For those who will be unable to catch Ms. Huppert during her brief theatrical run (which is sold out) or who do not speak enough French to justify the price of the theater ticket, a more enjoyable (and economical) alternative is the 26-film retrospective of her amazingly diverse career, including her celebrated collaborations with such celebrated directors as Claude Chabrol, Jean-Luc Godard, Maurice Pialat, Michael Haneke, Raul Ruiz, Bernard Tavernier, Marta Meszaros and Andrzej Wajda, not to mention American directors Otto Preminger, Michael Cimino and Hal Hartley.

The retrospective opened this past week with the American premiere of GABRIELLE, directed by Patrice Chéreau (LA REINE MARGOT), a two-character drama set ten years into a loveless marriage.

Other highlights from the series include THE LACEMAKER (1977), in which Ms.
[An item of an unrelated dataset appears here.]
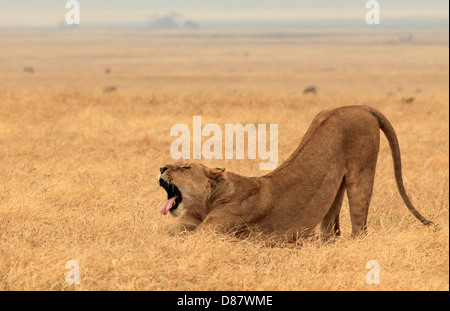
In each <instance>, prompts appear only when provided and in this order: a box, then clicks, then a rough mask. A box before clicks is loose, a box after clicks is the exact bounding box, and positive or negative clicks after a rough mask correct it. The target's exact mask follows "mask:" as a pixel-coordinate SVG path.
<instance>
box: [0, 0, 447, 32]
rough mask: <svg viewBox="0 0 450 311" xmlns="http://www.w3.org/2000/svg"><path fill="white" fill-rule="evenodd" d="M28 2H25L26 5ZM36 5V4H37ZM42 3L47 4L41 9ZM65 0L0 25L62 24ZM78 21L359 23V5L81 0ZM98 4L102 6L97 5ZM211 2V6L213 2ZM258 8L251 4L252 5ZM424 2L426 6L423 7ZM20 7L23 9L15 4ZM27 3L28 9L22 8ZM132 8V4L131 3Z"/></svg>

Huppert’s performance as a young woman who suffers for love made her an international star; LOULOU (1980), Maurice Pialat’s powerful pairing of Huppert, who plays a young bourgeoise, who drifts into a carnal relationship with a rough drifter played to perfection by Gerard Depardieu; ENTRE NOUS, director Diane Kury’s nostalgic look at the relationship between two repressed women, co-starring Huppert and Miou-Miou;
LA CEREMONIE (1997), the first film where Huppert switched from victim to victimizer is a modern classic by suspense director Claude Chabrol and THE PIANO TEACHER (2001), Huppert’s celebrated sado-masochistic turn as a middle-aged piano teacher who becomes involved with her male student, which won her the Best Actress Prize at the Cannes Film Festival.

Huppert’s English-language films, also highlighted in the program, include ROSEBUD (1975), director Otto Preminger’s oddly prescient film about terrorism in the Middle East, casting Huppert as one of five women captured by terrorists; HEAVEN’S GATE (1980), the celebrated “fiasco” (since revived in its reputation) by director Michael Cimino which cast Huppert as a frontier madam who becomes involved with frontiersman Kris Kristofferson in the Wild West of the 19th Century; CACTUS (1986), Australian director Paul Cox’s unusual love story about a mysterious love story between a blind man and a French émigré who has fled an unhappy marriage and lost sight in one eye; and AMATEUR (1994), American indie director Hal Hartley’s surrealistic and deadpan comedy which stars Huppert as a highly sexual and violent ex-nun.

In addition to the film offerings until the end of November, Museum of Modern Art off-shoot P.S.1 is presenting a photo exhibition that attempts the capture the mood and mystery of one of France’s most enigmatic, prolific and most respected actresses.